Así las cosas, el Estado, en cooperada interacción de sus entes a nivel nacional, departamental y municipal, bajo la tarea de regencia impuesta, como se dijo, en cabeza de la Presidencia de la República, habrá de diseñar, coordinar y ejecutar un plan eficiente y eficaz que dé solución integral a la problemática social denotada, trazado este bajo un organigrama con tiempos razonables y reales, es decir, conforme a una fijación de plazos claros y detallados para la materialización de cada uno de los instalamentos que al efecto corresponda adoptar, y ello en punto de las principales áreas de cobertura: desnutrición, salud y falta de acceso al agua potable y salubre de los niños y niñas Wayúu; todo ello, sin que se pueda perder de vista la urgencia que apremia para dar con un imperativo resultado satisfactorio a la mala coyuntura evidenciada.

6. De acuerdo con lo discurrido, se mudará el fallo impugnado.

Decisión

En mérito de lo expuesto, la Corte Suprema de Justicia, en Sala de Casación Civil, administrando justicia en nombre de la República y por autoridad de la ley, MODIFICA la sentencia de fecha, contenido y procedencia puntualizados en la motivación que antecede, así:

1. La orden dispuesta en el numeral segundo (2º) de la parte resolutiva, lo es con destino de la Presidencia de la República, que será la entidad encargada de coordinar las gestiones y esfuerzos que se requieran para solventar la crisis humanitaria acaecida en el departamento de La Guajira, misma que habrá de rendir mensualmente un reporte de las gestiones adelantadas a la Sala Civil-Familia-Laboral del Tribunal Superior del Distrito Judicial de Riohacha, sin perjuicio de los informes que se han de remitir a la Defensoría del Pueblo y a la Procuraduría General de la Nación.

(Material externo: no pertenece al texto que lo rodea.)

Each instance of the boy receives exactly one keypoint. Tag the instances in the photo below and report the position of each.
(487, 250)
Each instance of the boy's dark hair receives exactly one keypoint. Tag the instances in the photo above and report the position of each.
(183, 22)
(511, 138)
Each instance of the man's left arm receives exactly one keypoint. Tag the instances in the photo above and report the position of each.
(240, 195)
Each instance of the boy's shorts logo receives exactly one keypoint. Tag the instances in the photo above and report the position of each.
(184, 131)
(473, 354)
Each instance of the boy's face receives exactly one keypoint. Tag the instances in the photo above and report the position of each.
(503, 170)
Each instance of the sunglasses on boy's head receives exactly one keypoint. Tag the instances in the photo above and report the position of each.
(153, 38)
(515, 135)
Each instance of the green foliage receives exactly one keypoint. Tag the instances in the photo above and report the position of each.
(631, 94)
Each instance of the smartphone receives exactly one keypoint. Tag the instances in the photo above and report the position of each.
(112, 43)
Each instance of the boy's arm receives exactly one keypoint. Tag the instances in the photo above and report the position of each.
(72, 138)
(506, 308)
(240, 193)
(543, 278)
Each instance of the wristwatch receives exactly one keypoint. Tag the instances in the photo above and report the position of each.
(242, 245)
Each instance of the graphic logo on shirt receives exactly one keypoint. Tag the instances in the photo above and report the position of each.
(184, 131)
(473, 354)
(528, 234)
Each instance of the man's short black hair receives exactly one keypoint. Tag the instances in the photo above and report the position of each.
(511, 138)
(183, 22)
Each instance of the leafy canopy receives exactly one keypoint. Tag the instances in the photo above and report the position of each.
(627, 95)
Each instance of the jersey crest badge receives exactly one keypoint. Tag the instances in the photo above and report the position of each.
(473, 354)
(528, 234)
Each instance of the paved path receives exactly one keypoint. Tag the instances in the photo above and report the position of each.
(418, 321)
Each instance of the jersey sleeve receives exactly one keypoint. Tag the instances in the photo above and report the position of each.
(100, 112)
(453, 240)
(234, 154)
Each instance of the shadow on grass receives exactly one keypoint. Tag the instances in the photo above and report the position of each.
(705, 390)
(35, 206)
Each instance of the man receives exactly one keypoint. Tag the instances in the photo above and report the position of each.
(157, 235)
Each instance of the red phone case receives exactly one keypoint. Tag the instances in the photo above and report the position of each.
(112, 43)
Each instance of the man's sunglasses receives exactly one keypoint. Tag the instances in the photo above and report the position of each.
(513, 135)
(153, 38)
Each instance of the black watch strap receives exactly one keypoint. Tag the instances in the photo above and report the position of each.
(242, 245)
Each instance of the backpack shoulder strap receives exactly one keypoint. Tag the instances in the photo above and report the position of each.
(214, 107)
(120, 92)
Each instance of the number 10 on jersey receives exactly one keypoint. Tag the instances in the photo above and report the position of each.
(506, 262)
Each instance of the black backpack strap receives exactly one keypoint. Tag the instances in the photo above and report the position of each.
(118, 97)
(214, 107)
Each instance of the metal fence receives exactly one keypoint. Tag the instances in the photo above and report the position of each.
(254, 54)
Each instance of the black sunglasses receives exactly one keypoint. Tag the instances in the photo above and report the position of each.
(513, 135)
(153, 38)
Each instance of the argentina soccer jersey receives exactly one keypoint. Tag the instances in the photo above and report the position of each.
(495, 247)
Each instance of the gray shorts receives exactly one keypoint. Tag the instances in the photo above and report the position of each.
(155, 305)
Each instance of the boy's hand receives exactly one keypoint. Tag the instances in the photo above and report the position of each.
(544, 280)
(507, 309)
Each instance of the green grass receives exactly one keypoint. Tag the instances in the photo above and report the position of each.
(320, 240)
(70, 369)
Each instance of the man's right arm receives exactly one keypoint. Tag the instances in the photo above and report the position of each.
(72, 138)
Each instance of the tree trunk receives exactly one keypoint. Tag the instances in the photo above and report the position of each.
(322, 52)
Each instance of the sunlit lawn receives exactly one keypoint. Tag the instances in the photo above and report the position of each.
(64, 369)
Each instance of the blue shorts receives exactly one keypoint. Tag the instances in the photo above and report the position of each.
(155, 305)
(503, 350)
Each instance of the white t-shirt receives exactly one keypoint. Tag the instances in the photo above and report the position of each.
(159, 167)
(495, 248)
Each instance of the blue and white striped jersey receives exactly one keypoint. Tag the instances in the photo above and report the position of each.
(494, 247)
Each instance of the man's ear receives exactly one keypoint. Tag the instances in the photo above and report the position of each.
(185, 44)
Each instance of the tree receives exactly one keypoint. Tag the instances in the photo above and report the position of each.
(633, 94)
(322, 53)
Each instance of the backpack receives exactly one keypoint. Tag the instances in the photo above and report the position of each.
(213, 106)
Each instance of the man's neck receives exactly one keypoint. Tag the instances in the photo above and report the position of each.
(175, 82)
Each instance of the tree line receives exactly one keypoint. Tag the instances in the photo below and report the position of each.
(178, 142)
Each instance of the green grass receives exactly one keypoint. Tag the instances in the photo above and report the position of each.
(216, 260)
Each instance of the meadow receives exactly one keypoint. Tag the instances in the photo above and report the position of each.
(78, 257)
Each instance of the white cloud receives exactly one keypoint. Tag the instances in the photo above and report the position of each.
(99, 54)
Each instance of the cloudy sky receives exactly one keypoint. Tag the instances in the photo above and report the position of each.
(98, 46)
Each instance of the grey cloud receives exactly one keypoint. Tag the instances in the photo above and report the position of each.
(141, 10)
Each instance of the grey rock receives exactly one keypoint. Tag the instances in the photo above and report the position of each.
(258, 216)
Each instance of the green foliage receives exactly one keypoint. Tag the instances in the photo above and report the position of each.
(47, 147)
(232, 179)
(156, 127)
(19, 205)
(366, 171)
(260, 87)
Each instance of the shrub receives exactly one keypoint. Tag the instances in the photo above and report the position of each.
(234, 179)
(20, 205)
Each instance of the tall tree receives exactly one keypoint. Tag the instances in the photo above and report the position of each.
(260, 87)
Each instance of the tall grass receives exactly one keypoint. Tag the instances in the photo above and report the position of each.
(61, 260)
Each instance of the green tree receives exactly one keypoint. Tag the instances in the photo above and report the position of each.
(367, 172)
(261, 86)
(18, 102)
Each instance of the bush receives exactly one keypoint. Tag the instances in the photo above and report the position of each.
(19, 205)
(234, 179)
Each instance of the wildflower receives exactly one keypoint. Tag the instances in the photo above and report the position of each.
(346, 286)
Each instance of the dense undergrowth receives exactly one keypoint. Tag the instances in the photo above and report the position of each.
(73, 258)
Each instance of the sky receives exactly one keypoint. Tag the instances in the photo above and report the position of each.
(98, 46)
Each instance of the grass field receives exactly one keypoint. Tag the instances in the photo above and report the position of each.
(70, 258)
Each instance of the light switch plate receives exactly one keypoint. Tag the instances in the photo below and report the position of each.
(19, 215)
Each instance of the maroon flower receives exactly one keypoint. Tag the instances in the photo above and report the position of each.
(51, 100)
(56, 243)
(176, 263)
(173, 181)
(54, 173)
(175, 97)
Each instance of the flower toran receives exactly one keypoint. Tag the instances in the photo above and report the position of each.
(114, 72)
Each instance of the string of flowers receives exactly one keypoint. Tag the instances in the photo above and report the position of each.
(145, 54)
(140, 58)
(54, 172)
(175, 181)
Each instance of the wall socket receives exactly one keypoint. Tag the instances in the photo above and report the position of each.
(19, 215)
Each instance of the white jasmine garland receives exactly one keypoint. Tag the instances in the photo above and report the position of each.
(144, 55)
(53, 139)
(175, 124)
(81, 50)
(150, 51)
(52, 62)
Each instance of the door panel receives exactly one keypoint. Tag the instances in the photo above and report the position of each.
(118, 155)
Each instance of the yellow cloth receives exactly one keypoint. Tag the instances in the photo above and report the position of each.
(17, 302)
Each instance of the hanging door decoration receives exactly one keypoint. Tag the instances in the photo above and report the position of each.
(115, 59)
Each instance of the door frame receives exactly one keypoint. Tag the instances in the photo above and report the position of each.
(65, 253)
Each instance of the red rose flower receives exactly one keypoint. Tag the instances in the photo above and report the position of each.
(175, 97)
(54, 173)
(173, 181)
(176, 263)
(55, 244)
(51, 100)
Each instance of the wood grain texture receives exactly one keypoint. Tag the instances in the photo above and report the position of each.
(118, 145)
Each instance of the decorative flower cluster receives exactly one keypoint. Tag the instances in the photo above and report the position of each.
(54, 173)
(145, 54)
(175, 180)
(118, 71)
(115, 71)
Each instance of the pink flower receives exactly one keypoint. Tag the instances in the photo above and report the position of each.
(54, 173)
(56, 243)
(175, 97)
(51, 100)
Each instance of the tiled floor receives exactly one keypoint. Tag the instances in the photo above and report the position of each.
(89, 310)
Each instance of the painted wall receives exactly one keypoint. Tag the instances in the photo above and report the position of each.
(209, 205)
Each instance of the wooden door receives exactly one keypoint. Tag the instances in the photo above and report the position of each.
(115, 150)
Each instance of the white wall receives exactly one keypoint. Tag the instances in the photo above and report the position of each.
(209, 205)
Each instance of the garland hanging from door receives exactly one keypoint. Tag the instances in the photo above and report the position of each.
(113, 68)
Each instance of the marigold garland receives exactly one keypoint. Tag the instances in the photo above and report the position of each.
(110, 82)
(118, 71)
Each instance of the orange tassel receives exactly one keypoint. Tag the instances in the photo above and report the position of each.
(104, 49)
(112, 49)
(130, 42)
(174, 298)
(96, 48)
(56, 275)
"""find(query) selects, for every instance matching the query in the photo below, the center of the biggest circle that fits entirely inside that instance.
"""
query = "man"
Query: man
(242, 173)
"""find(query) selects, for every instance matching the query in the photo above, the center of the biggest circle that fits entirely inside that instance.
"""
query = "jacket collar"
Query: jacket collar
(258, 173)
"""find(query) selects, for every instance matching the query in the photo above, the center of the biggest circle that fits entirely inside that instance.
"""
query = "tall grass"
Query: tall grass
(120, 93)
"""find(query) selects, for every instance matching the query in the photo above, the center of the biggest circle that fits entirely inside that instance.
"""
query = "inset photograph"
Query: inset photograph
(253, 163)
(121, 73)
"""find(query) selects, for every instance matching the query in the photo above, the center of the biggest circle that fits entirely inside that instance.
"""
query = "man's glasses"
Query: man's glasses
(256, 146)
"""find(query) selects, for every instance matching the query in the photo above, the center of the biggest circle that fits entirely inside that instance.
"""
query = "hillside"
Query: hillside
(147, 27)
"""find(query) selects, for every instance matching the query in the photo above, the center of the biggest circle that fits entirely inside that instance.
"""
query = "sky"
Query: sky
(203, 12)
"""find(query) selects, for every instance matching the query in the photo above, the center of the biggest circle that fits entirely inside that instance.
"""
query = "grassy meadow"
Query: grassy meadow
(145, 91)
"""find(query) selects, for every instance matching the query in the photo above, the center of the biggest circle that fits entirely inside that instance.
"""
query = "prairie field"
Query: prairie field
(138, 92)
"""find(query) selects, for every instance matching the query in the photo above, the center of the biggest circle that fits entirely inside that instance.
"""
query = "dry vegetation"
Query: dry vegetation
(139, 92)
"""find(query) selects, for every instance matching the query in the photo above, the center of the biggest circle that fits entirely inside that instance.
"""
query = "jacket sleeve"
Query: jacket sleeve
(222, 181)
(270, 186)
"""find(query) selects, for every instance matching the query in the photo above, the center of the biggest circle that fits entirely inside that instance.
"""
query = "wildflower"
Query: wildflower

2. El lapso otorgado para acatar las precisas disposiciones aquí impuestas, esto es, que se efectúe por parte de la Presidencia de la República un organigrama con tiempos razonables y reales, dando una fijación de plazos claros y detallados para la materialización de cada uno de los instalamentos que corresponda adoptar en torno a la satisfacción de las principales áreas de cobertura que son menester, o sea, desnutrición, salud y falta de acceso al agua potable y salubre de los niños y niñas Wayúu, será de quince (15) días computados a partir de la data de su notificación, según aquí se consideró.

3. En lo demás, el fallo opugnado permanece incólume.

4. Por secretaría, envíese copia de esta decisión a los querellados y vinculados.

5. Comuníquese telegráficamente lo resuelto en esta providencia a los interesados y oportunamente envíese el expediente a la Corte Constitucional para su eventual revisión.

Notifíquese.

Magistrados: Álvaro Fernando García Restrepo—Margarita Cabello Blanco—Aroldo Wilson Quiroz Monsalvo—Luis Alonso Rico Puerta—Ariel Salazar Ramírez—Luis Armando Tolosa Villabona.